With a baffled shake of his blond head he picked the girl up and easily carried her up the short ladder to the deck. Gently he deposited her on the mattress and returned to his work.
The starter switch stared at him like a cold, unwinking, metallic eye. He petulantly stabbed the button. The motors purred again.
And again the air was torn by that shrill scream! One desperate leap pulled Camp over the hatch coaming to the deck. For a split-second too long he stared at an empty mattress—and out of the corner of his eye saw something slither over the side of the boat. He dashed to the rail and stared through gathering darkness into the water; there was nothing to be seen but a widening series of ripples….

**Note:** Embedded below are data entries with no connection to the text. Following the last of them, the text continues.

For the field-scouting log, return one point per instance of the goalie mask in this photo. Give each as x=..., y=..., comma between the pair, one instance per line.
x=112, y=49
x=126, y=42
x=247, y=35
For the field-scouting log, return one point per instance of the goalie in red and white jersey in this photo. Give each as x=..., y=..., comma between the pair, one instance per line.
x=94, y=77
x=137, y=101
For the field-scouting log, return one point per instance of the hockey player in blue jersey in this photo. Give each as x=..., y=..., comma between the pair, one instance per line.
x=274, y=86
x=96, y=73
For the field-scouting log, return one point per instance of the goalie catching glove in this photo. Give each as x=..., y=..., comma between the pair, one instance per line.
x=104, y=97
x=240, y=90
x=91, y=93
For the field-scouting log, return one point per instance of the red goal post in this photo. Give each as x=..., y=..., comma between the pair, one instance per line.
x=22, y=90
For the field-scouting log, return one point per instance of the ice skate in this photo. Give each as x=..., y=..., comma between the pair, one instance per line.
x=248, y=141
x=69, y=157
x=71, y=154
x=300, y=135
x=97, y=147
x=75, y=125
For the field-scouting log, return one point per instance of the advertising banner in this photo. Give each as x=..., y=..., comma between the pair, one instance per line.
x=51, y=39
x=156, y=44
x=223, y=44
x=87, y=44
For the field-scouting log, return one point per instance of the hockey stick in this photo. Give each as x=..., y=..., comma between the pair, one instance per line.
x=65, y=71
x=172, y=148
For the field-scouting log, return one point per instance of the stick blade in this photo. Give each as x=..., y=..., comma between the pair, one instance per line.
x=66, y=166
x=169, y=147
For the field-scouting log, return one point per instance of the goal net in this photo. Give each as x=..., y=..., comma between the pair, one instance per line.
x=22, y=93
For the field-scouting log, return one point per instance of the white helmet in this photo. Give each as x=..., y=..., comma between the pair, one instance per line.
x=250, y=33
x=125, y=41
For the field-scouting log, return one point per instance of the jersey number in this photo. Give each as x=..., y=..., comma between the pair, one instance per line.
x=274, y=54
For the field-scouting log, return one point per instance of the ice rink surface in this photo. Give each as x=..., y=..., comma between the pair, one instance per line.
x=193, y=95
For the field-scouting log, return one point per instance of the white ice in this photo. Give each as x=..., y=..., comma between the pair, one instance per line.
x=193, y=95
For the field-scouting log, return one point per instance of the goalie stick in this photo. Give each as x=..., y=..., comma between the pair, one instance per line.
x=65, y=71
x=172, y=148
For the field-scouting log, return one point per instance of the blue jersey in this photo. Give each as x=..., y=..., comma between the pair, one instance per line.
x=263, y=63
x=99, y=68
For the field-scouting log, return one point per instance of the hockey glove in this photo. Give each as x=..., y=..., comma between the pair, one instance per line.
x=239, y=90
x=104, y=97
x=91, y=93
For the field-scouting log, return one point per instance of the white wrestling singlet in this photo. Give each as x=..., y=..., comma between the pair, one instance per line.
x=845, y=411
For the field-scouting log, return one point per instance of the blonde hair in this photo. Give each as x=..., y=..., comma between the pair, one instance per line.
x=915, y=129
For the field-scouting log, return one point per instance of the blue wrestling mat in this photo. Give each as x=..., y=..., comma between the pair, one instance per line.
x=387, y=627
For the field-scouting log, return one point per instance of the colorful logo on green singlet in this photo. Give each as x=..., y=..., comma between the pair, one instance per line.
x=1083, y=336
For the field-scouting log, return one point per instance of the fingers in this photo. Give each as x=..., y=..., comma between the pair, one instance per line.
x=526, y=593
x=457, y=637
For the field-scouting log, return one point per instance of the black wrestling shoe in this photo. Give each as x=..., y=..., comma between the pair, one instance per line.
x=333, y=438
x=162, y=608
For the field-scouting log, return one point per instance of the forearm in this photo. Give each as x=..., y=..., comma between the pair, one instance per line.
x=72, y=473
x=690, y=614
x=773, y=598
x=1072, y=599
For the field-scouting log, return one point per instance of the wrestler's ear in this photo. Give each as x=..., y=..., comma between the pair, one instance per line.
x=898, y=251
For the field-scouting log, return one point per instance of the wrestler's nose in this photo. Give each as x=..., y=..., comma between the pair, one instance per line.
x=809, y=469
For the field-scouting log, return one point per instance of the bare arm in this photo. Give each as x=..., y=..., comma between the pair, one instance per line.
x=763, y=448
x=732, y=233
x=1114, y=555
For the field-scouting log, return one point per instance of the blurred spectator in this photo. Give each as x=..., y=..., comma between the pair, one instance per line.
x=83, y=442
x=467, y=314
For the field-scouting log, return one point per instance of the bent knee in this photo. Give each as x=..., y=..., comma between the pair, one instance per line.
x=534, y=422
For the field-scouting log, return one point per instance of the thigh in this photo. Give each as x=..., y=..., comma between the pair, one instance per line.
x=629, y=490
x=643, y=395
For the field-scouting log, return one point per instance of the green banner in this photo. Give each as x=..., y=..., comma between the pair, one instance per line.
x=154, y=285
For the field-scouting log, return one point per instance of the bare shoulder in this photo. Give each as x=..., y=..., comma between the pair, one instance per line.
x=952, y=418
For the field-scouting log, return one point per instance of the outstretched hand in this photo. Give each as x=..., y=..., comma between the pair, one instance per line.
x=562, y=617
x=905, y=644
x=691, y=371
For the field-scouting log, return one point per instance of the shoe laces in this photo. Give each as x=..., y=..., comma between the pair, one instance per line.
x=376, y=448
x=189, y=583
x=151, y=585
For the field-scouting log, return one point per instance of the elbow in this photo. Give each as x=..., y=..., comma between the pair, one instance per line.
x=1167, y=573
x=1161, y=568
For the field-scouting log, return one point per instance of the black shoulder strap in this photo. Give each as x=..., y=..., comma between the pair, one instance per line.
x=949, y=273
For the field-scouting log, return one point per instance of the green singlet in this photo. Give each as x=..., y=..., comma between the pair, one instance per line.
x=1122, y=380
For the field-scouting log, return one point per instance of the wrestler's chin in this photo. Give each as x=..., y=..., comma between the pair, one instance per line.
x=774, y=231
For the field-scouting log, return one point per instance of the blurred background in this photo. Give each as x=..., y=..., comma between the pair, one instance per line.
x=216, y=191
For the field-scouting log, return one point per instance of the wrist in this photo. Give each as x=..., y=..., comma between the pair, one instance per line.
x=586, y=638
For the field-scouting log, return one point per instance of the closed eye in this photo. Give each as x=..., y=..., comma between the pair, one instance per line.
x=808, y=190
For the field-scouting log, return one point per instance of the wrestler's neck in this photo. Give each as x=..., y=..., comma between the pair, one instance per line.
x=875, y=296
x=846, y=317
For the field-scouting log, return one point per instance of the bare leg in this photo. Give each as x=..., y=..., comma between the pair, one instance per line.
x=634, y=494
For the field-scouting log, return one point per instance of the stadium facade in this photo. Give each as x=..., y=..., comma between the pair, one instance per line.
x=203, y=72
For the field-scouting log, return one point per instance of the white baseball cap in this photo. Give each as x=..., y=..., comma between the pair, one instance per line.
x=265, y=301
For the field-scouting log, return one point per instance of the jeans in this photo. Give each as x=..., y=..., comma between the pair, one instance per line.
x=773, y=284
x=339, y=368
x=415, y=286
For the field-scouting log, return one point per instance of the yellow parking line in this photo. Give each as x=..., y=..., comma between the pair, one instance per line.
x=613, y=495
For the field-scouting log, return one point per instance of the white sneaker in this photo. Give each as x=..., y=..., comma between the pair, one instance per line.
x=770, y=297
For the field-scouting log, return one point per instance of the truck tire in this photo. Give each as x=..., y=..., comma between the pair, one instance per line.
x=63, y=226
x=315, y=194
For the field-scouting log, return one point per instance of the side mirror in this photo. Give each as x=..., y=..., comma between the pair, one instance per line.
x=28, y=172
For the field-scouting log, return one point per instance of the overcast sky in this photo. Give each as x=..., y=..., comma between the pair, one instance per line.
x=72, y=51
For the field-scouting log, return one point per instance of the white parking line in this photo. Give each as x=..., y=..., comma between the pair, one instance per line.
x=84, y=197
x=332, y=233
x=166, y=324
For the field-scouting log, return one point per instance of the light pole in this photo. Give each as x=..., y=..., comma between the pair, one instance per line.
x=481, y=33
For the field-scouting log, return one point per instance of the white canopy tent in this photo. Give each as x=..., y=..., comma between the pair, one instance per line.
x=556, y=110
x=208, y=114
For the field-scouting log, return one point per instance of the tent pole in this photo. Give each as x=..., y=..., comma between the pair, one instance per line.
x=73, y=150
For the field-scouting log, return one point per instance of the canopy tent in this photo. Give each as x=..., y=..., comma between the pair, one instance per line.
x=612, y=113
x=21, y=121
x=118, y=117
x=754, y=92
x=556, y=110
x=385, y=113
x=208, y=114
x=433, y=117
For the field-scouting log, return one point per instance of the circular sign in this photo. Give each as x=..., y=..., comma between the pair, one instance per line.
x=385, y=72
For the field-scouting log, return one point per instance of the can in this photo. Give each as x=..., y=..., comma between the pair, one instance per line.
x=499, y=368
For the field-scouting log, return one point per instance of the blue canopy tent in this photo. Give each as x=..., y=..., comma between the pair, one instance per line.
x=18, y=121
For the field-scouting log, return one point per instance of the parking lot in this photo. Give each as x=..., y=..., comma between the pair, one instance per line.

The black night pressed closer upon him, and a chill wind
sowed through the trees on the shore. But it was quiet—so very quiet! Then Marvin’s raucous tones sounded, somewhere aboard the cruiser, pushing the heavy, menacing stillness aside and shaking Camp from his shocked immobility.
Something had reached aboard the cruiser—slipped aboard at a point not three meters from an alert, quick-nerved man whose existence had previously depended on his ability to scent danger … something was out there now, chuckling inhumanly as it lugged the girl off to whatever doom had overtaken the rest of the Earth’s teeming millions….
He was sure that he had seen a bit of the bright red skirt that the girl had worn, and a slim arm crooked over the side of the boat … but something, he felt, was wrong, and he wished devoutly for the automatic he had left back at the space-sphere.
Had the thing really abducted Lois? Somehow he doubted that the girl had been seized against her will. So close together had been her body and the thing’s blurred form, he thought that they might have been fervidly embracing each other.
IV. Twin Trouble
Camp stirred restlessly and awoke from a night filled with uneasy dreams. No solution of the preceding day’s insane events had occurred to him while he slept, or if one had, he failed to recall it. Philosophically he turned on the stove and prepared for breakfast. He decided, after running an exploratory hand over his chin, to skip that day’s shaving, and began to tumble through the cruiser’s supplies, bringing to light a sealed tin of bacon. He opened it with the aid of a screwdriver, being unable to locate a can-opener, and carefully inhaled the aroma of the meat. He hadn’t come several million kilometers to die of simple food poisoning.
A frying pan was placed on the stove, and the bacon arranged in careful rows on the hot surface. He smiled almost happily as the cabin became filled with the crisp breakfast smell, and set coffee to boil. He had found that given a good morning meal, a man could tackle almost anything with a fair hope of success.